Im hohen, wuchernden Gras erkannte man jetzt tatsächlich verrostete Eisenschwellen, zwei Grubenhunde, die sehr verwittert aussahen, und verfaultes, mit Pilzen bedecktes Grubenholz. Nur der Eingang zur damaligen Mine war nicht mehr auszumachen. Vielleicht hatte ihn Doktor Flander zuschütten lassen?
»Ob man sich formell bei Blander die Erlaubnis einholen sollte, hier graben zu dürfen?« fragte Rander. »Falls er etwas zu verbergen hat, wird er uns bestimmt mit Ausflüchten kommen.«
»Ein Versuch kann nie schaden und zahlt sich so oder so immer aus«, antwortete der Butler. »Dieser Meinung und Ansicht war seinerzeit der Earl of Begsburr, der außerdem die Marotte hatte …«
»Verschonen Sie mich mit Ihren Erinnerungen«, wehrte Mike Rander ab. »Parker, Sie könnten eigentlich schnell anrufen, ich werde hier die Stellung halten.«
»Darf ich Sie auf Schrotschützen aufmerksam machen?« meinte der Butler. »Hier im Gelände jagt man mit Vorliebe nach Kaninchen … Es wäre wirklich sehr bedauerlich, wenn Sie einem Fehlschuß zum Opfer fallen würden.«
»Fragt sich«, erwiderte Mike Rander nachdenklich. »Als Sie, Parker, noch nicht hier in Wech-Lake erschienen waren, konnten sich die Gangster eine Menge erlauben. Im schlimmsten Fall alarmierten sie diesen betrunkenen Sheriff, der schon dafür sorgte, daß hier kein Ärger entstand.
Jetzt aber rühren auch wir noch in der Suppe herum. Es fragt sich, ob der Gangsterchef die Nerven besitzt, sich einen weiteren Skandal zu leisten.«
»Darf ich mir erlauben, etwas anderer Meinung zu sein?« schickte der Butler voraus. »Sie, Mister Rander, und ich, wir beide stehen meiner Schätzung nach unmittelbar vor einem Anschlag.
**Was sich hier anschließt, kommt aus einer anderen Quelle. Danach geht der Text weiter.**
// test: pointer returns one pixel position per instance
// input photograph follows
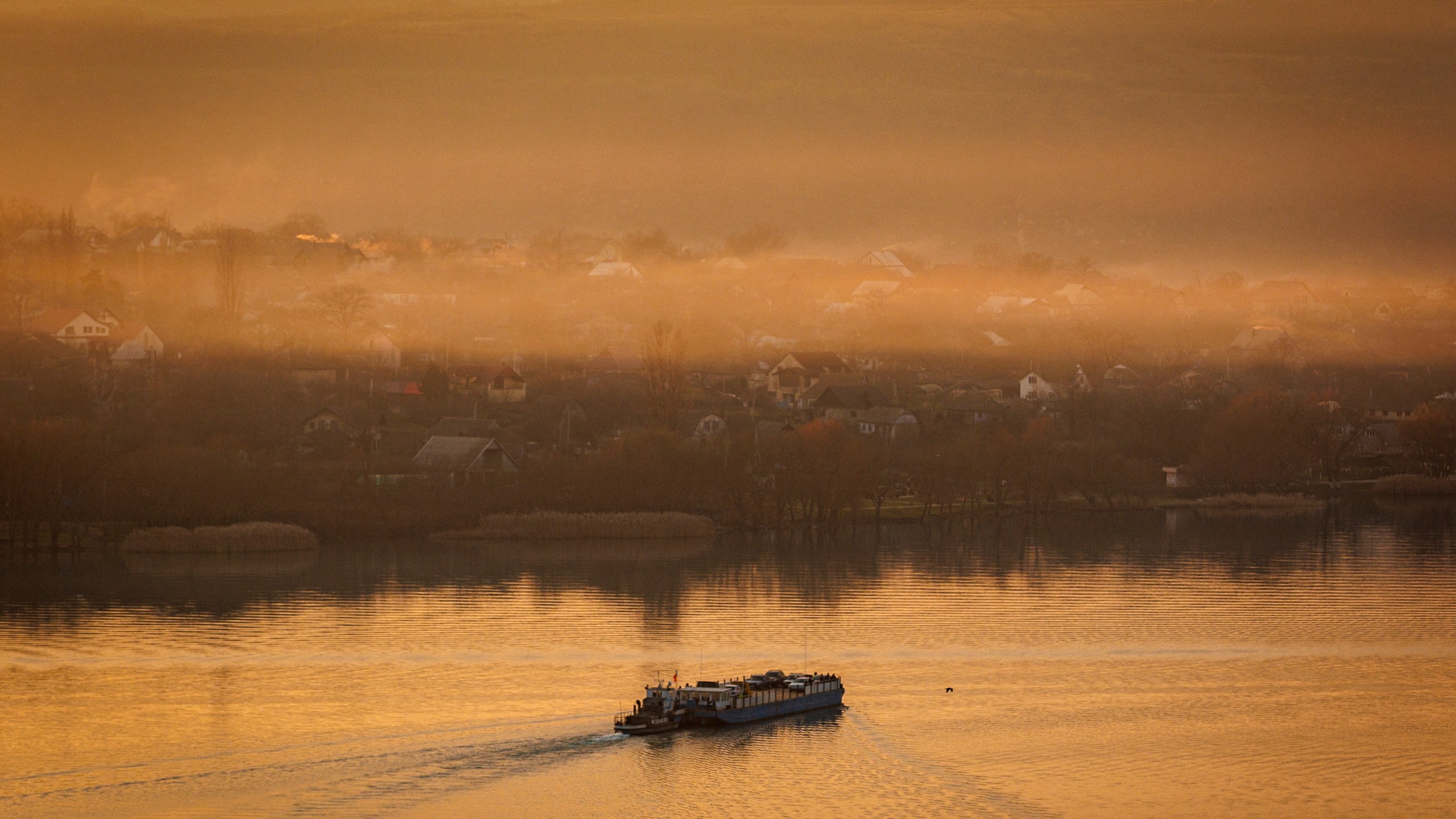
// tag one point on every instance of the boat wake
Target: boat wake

Der Gangsterchef muß sich aus seinem Versteck herauswagen und zuschlagen. Wir haben uns schon zu intensiv mit ihm befaßt … Und die bisherigen Morde weisen eindeutig darauf hin, daß die Lösung des Rätsels sehr leicht zu finden ist. Umsonst mußten Flander, Zack und Renner nicht sterben …«
»Ist nur recht, wenn dieser Gangsterboß die Nerven verliert«, antwortete Rander und sann nach. »Er wird sich dabei zwangsläufig eine Blöße geben müssen.«
»Wir haben nur zu überleben«, sagte Parker, »damit haben wir bereits gewonnen.«
Übrigens hatte Blander nichts dagegen einzuwenden, daß Rander und Parker in den Trümmern herumwühlten. Er empfahl allerdings, sich doch an den neuen Besitzer des Grundstücks zu wenden, nämlich Vera Anderson, die als Haupterbin von Doktor Flander eingesetzt worden war. Das hatte die Testamentseröffnung am vorigen Tag nämlich ergeben.
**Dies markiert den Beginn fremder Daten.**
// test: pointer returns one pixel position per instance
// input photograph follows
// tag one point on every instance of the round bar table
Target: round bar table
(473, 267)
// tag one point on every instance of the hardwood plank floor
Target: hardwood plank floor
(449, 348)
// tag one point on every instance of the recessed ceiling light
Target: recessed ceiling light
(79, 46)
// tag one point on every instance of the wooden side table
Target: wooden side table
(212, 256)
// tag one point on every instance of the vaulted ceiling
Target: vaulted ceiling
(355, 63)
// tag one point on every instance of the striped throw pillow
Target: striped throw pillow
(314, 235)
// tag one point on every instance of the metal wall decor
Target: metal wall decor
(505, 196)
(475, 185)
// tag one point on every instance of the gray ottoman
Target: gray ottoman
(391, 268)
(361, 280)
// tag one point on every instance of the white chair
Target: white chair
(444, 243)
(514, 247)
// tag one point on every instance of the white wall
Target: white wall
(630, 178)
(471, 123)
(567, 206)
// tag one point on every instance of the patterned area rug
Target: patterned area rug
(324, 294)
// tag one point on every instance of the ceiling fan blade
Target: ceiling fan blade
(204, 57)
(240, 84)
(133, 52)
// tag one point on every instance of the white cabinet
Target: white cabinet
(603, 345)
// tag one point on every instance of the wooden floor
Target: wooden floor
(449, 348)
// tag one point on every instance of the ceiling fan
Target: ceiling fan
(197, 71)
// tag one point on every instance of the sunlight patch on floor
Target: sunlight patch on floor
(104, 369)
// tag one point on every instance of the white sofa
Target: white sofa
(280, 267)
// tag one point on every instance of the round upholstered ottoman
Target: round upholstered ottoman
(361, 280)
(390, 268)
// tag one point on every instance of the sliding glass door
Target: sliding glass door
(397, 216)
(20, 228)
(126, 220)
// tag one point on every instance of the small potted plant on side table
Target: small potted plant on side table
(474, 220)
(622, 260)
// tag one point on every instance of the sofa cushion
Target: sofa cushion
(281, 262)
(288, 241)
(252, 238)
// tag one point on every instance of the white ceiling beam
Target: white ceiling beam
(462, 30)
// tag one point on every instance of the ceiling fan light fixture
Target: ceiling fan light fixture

»Das ist eine gute Gelegenheit, noch einmal bei Mrs. Anderson aufzutauchen«, sagte Parker zufrieden. »Sie werden erstaunt sein, wie unhöflich diese Dame sein kann, Mister Rander. Aber sie lebt wahrscheinlich in einer furchtbaren Angst vor dem Mörder Flanders. Sie fühlt sich umlauert und beobachtet.«
»Sie ist doch eine echte Mitwisserin, was Doktor Flander angeht«, erwiderte Rander. »Erstaunlich, daß ihr noch nichts passiert ist.«
»Sie ist eben auf der Hut.«
»Oder sie ist der Chef dieser Gangster, nach denen wir suchen!«
»Sie hat sich allerdings verdächtig gemacht«, bestätigte Butler Parker.
»Was ihre Körperkräfte und ihre Energie angeht, so traue ich ihr ohne weiteres zu, daß sie gut mit einer Waffe umgehen kann.«
»Warum reden Sie nicht weiter?«
»Ich möchte mich nicht festlegen«, erwiderte der Butler lächelnd, was mit aller gebotenen Zurückhaltung geschah, »aber gerade, weil Mrs. Anderson noch nicht behelligt worden ist, gerade deshalb könnte ein Trick des Gangsters vorliegen. Er will den Verdacht geschickt auf eine bestimmte Person konzentrieren.«
»Was hätte denn Ihrer Meinung nach geschehen müssen, um Mrs. Anderson unverdächtig werden zu lassen?«
»Hätte sie sich nicht selbst anfallen müssen?« fragte der Butler zurück.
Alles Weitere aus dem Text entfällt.